The correlation between CYP4F2 variants and chronic obstructive pulmonary disease risk in Hainan Han population

Background

Chronic obstructive pulmonary disease (COPD) is a complex pulmonary disease. Cytochrome P450 family 4 subfamily F member 2 (CYP4F2) belongs to cytochrome P450 superfamily of enzymes responsible for metabolism, its single nucleotide polymorphisms (SNPs) were reported to be involved in metabolism in the development of many diseases. The study aimed to assess the relation between CYP4F2 SNPs and COPD risk in the Hainan Han population.

Method

We genotyped five SNPs in CYP4F2 in 313 cases and 508 controls by Agena MassARRAY assay. The association between CYP4F2 SNPs and COPD risk were assessed by χ² test and genetic models. Besides, logistic regression analysis was introduced into the calculation for odds ratio (OR) and 95% confidence intervals (CIs).

Results

Allele model analysis indicated that rs3093203 A was significantly correlated with an increased risk of COPD. Also, rs3093193 G and rs3093110 G were associated with a reduced COPD risk. In the genetic models, we found that rs3093203 was related to an increased COPD risk, while rs3093193 and rs3093110 were related to a reduced risk of COPD. After gender stratification, rs3093203, rs3093193 and rs3093110 showed the association with COPD risk in males. With smoking stratification, rs3093144 was significantly associated with an increased risk of COPD in smokers. CYP4F2 SNPs were significantly associated with COPD risk.

Conclusions

Our findings illustrated potential associations between CYP4F2 polymorphisms and COPD risk.

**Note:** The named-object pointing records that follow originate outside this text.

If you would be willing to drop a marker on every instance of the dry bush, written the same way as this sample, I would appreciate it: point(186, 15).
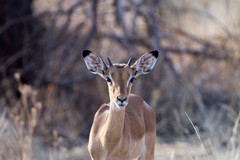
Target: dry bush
point(196, 73)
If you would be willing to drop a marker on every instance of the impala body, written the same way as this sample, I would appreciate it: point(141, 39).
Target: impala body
point(125, 128)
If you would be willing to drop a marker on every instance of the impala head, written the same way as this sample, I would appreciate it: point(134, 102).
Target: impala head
point(119, 77)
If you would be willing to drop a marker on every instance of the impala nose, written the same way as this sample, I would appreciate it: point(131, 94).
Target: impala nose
point(122, 101)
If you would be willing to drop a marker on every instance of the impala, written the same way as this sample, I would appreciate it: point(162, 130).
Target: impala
point(125, 128)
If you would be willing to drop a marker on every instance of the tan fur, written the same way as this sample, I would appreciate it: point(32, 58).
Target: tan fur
point(126, 133)
point(131, 131)
point(124, 129)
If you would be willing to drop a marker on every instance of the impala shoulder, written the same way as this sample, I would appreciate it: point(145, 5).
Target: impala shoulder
point(133, 98)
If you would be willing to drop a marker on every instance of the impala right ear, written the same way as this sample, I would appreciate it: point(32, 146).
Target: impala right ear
point(94, 62)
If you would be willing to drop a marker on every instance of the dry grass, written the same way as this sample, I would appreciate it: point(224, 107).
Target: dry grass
point(48, 116)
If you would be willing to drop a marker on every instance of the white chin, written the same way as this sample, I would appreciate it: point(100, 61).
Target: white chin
point(122, 104)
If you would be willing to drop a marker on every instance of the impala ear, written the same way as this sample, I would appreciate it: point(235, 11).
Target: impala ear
point(94, 62)
point(145, 63)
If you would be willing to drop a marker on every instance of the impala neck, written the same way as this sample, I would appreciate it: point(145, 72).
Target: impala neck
point(113, 129)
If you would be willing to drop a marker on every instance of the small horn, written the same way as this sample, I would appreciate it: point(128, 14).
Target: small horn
point(109, 62)
point(129, 62)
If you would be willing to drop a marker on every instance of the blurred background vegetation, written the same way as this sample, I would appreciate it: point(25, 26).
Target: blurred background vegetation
point(48, 98)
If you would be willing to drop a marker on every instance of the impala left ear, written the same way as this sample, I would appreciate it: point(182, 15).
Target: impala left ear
point(145, 63)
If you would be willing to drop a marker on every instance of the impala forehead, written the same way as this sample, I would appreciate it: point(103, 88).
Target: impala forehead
point(120, 73)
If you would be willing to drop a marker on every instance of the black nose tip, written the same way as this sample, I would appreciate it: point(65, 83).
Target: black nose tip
point(121, 99)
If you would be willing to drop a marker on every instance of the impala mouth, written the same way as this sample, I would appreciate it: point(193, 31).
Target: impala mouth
point(122, 103)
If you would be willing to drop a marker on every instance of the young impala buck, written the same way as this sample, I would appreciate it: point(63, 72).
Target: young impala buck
point(125, 128)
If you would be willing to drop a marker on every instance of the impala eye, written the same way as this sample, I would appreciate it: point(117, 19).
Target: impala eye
point(132, 79)
point(108, 80)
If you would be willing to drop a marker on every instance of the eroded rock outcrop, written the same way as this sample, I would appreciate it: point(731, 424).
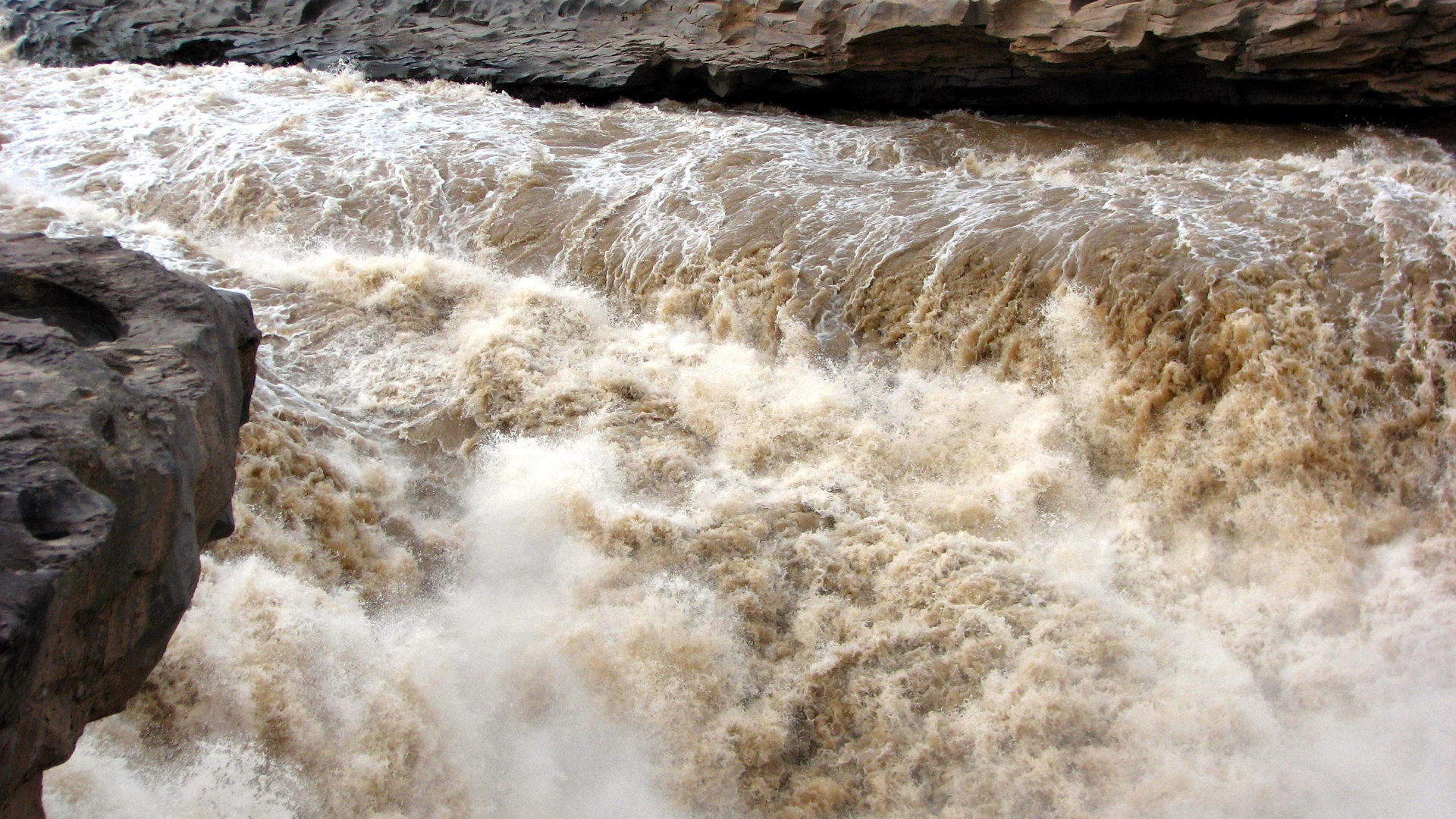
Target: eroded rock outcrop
point(123, 387)
point(1014, 53)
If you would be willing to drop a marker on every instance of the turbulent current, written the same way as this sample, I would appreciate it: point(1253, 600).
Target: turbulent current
point(680, 461)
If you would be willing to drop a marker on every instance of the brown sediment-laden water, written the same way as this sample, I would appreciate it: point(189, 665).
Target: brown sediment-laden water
point(682, 461)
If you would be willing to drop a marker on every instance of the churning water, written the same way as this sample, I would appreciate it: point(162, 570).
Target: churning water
point(673, 461)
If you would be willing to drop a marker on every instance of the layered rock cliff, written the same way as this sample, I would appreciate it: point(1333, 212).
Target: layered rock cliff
point(921, 53)
point(123, 387)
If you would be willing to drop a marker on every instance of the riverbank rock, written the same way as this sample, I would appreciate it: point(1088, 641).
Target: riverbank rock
point(1063, 55)
point(123, 387)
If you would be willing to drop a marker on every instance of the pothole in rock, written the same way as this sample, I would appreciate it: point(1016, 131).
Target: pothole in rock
point(86, 319)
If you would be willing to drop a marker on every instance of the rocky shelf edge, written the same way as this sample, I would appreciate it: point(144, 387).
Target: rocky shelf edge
point(123, 387)
point(1024, 55)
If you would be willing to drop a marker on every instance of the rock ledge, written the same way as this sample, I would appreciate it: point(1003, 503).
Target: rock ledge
point(123, 387)
point(1060, 55)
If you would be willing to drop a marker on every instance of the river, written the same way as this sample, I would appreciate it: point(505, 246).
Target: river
point(685, 461)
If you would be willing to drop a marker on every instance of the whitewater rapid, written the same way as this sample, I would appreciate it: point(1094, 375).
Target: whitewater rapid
point(679, 461)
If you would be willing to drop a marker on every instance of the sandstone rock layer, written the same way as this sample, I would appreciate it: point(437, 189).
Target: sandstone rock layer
point(999, 53)
point(123, 387)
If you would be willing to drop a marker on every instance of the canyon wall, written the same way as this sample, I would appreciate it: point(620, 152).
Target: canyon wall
point(881, 53)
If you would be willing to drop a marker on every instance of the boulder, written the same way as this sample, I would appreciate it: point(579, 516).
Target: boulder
point(123, 387)
point(1062, 55)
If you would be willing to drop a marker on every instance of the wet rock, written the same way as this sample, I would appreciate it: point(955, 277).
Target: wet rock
point(123, 387)
point(877, 53)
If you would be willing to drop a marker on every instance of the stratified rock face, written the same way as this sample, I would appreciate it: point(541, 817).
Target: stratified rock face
point(1065, 53)
point(123, 387)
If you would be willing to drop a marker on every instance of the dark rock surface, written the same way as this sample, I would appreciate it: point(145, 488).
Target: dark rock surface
point(858, 53)
point(123, 387)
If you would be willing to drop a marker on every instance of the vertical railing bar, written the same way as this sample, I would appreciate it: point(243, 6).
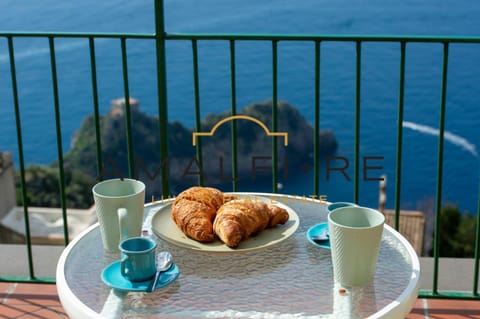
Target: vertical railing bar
point(198, 122)
point(398, 172)
point(96, 113)
point(477, 247)
point(357, 122)
point(20, 157)
point(162, 92)
point(316, 137)
point(274, 115)
point(61, 176)
point(438, 202)
point(233, 124)
point(128, 111)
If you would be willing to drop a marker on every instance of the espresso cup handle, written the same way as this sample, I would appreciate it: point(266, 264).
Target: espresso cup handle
point(123, 267)
point(122, 223)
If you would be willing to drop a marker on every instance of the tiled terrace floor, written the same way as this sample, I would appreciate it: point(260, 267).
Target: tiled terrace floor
point(35, 301)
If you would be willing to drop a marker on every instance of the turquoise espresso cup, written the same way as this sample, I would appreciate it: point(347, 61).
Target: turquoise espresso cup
point(138, 258)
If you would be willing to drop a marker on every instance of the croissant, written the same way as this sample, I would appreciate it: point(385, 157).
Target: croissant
point(194, 210)
point(237, 220)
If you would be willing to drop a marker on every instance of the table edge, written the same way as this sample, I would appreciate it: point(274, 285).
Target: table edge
point(400, 306)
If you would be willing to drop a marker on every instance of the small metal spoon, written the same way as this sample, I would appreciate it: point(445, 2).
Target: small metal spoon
point(164, 262)
point(321, 238)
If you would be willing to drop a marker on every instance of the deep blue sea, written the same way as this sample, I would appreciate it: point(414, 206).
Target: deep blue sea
point(379, 87)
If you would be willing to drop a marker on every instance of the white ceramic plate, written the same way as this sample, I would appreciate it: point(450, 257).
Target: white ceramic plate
point(164, 227)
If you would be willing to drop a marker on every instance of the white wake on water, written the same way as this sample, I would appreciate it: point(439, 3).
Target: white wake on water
point(450, 137)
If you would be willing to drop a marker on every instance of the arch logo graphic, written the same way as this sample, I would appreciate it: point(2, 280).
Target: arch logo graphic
point(237, 117)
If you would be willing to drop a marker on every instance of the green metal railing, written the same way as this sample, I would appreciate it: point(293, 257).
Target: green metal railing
point(161, 37)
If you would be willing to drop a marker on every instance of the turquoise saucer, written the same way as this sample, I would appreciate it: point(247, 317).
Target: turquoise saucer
point(315, 231)
point(112, 276)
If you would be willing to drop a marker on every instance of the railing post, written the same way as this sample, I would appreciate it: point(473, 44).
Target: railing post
point(438, 201)
point(162, 93)
point(356, 181)
point(61, 172)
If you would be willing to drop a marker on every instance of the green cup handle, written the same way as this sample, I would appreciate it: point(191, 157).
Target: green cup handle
point(123, 223)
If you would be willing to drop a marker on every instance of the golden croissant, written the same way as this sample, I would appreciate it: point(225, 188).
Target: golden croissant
point(237, 220)
point(194, 210)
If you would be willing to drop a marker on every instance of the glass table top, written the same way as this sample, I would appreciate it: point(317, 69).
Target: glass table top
point(290, 279)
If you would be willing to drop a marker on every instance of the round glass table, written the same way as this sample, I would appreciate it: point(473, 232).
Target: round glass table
point(291, 279)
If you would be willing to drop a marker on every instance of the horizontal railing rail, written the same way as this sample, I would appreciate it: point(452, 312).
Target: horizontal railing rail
point(160, 37)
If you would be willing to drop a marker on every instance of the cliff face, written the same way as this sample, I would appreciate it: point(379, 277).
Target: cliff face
point(254, 147)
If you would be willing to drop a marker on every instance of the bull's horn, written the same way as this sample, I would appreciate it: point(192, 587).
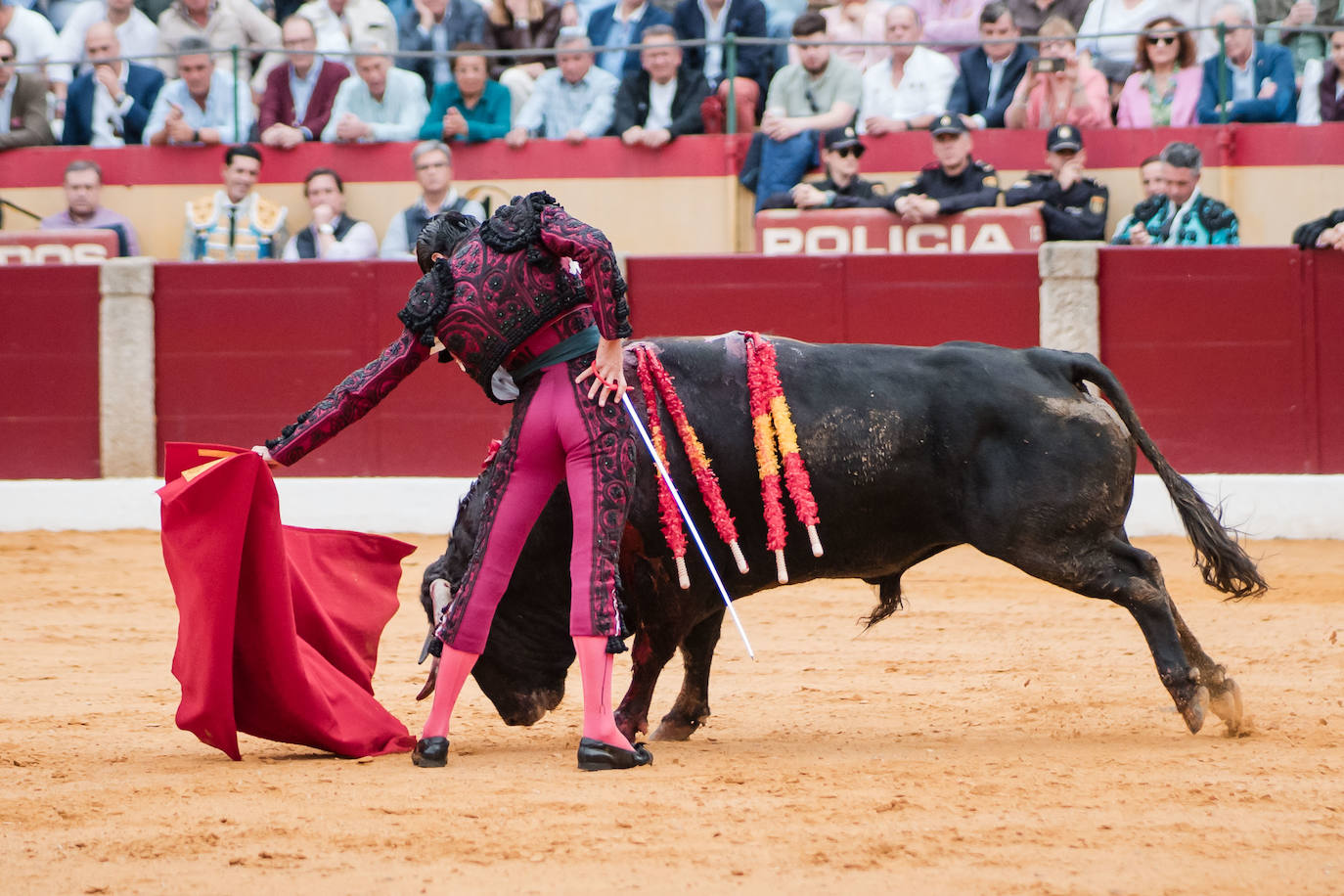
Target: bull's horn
point(816, 542)
point(430, 681)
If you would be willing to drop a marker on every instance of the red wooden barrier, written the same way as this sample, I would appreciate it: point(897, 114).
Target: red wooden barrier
point(1324, 281)
point(49, 370)
point(245, 348)
point(875, 231)
point(1215, 349)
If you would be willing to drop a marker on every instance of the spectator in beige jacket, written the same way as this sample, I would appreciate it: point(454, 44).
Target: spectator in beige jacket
point(222, 24)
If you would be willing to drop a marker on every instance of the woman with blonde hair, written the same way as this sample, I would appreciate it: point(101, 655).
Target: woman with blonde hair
point(1059, 87)
point(521, 24)
point(1164, 92)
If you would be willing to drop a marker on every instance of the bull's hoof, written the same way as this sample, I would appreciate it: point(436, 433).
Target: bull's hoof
point(1226, 704)
point(596, 755)
point(1192, 709)
point(430, 752)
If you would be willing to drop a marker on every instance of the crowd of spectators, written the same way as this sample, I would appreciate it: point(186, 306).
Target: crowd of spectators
point(374, 70)
point(108, 72)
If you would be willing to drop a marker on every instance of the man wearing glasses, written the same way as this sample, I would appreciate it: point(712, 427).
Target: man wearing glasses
point(433, 162)
point(1258, 78)
point(298, 96)
point(840, 154)
point(23, 105)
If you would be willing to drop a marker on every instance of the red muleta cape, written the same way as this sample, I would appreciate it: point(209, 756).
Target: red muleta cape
point(279, 625)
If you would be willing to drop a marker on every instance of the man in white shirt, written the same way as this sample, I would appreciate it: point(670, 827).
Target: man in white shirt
point(111, 105)
point(912, 87)
point(380, 103)
point(433, 162)
point(333, 236)
point(340, 23)
point(136, 32)
point(35, 42)
point(203, 107)
point(574, 101)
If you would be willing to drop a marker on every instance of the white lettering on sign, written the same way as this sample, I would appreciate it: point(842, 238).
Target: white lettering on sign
point(837, 240)
point(54, 254)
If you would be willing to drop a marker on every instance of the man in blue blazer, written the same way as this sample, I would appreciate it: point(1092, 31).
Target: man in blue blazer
point(1258, 76)
point(624, 23)
point(109, 105)
point(999, 62)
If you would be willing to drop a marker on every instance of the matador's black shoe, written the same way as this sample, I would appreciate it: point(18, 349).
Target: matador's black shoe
point(430, 752)
point(596, 755)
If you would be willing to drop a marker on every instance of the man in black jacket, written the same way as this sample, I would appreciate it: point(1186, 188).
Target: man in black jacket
point(956, 182)
point(1071, 204)
point(991, 71)
point(663, 101)
point(840, 154)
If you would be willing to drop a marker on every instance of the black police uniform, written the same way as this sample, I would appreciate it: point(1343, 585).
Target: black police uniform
point(1312, 230)
point(1078, 212)
point(858, 187)
point(974, 187)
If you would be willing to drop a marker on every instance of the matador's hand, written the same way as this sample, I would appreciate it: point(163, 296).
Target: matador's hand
point(607, 371)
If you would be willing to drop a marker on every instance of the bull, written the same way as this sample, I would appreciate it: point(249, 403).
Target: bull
point(912, 452)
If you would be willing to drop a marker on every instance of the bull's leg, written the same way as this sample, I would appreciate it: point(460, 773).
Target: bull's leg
point(1117, 571)
point(693, 702)
point(648, 654)
point(1225, 697)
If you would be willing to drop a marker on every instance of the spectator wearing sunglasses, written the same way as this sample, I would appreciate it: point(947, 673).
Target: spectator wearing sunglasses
point(23, 104)
point(910, 87)
point(1164, 92)
point(953, 183)
point(840, 154)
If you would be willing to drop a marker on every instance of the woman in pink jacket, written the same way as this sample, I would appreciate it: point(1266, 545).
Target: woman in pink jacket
point(1059, 87)
point(1165, 89)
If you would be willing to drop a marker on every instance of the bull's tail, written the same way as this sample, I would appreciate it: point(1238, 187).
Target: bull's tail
point(1219, 558)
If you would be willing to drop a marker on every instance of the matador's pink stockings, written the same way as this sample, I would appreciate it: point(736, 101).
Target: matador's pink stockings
point(596, 672)
point(452, 675)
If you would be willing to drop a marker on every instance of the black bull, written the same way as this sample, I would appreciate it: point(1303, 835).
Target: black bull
point(912, 452)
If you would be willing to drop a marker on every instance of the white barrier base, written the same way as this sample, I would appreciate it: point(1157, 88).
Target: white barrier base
point(1262, 507)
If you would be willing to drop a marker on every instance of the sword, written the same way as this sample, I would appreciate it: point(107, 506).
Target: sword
point(695, 533)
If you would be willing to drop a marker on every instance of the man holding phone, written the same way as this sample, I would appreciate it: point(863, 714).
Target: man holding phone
point(1071, 204)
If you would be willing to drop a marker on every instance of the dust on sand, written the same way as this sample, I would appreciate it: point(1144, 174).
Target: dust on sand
point(999, 737)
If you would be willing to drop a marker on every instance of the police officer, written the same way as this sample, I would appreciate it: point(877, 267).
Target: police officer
point(840, 154)
point(953, 183)
point(1071, 204)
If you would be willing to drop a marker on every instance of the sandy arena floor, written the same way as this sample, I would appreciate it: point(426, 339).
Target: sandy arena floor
point(1000, 737)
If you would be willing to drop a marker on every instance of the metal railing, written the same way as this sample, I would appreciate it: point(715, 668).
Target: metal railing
point(732, 45)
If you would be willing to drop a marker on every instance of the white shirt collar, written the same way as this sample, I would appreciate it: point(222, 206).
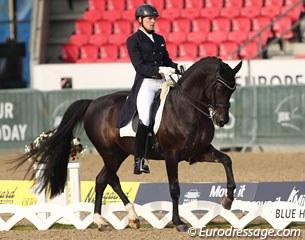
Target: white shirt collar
point(148, 35)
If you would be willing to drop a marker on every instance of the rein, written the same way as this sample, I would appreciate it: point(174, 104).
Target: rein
point(210, 107)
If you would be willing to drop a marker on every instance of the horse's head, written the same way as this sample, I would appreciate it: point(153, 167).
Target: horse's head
point(219, 92)
point(208, 86)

However, large-scale and well-designed studies are needed to determine conclusively the association between the CYP4F2 SNPs and COPD risk.

Chronic obstructive pulmonary disease (COPD) is a commonly heterogeneous diseases caused by distinct pathophysiological processes, with a high morbidity and mortality [1, 2]. It is defined as an incomplete reversible airflow obstruction with persistent symptoms including dyspnea, cough, and excessive sputum production. As report went, it is the fourth leading cause of death (126, 000 deaths per year) [3], and accounts for 6.4% of the United States population self-reporting a diagnosis annually [4]. Despite the gradual improvement of people’s health awareness and detection technology of COPD, most patients with COPD have never been diagnosed up to 29 million people [5]. In the United States, 75% of COPD cases are diagnosed as smoking-related, but, other occupational or environmental factors such as diesel exhaust and smoke from indoor cooking contributing to the development of COPD [6]. In China, COPD was considered as the third leading cause of death and accounted for over 0·9 million deaths reported in 2013 [7]. And the latest Chinese national survey of COPD from 2002 to 2004 was conducted among 20,245 adults. The overall prevalence rate was reported up to 8.2%, thereinto, 12·4% in men and 5·1% in women [8], which was likely to associated with cigarette smoking in men [9]. Cigarette smoking is considered as the major environmental risk factor for the development of COPD. But individuals varied greatly in their susceptibility to response to tobacco smoking, illustrating that genetic factors played vital role in the incidence and development of COPD. Recent Genome-wide association studies have provided strong evidence for common susceptibility loci for COPD [10,11,12,13].

And Cytochrome P450 family 4 subfamily F member 2 (CYP4F2) encodes a member of the cytochrome P450 superfamily of enzymes involved in many metabolic pathways [14, 15]. It is responsible for metabolizing arachidonic acid to 20-hydroxyeicosatetraenoic acid (20-HETE) and involved in many reactions, such as drug metabolism [16], long-chain fatty acids metabolism [17], and synthesis of cholesterol, steroids and other lipids. Recently, Wang et al. elucidated that the upregulated differentially expressed genes were significantly enriched in the arachidonic acid metabolism pathway, including CYP4F2, PTGDS and PLA2G16 by pathway enrichment analysis and pathway interactive network construction [18]. Again, it’s involved in metabolic pathways.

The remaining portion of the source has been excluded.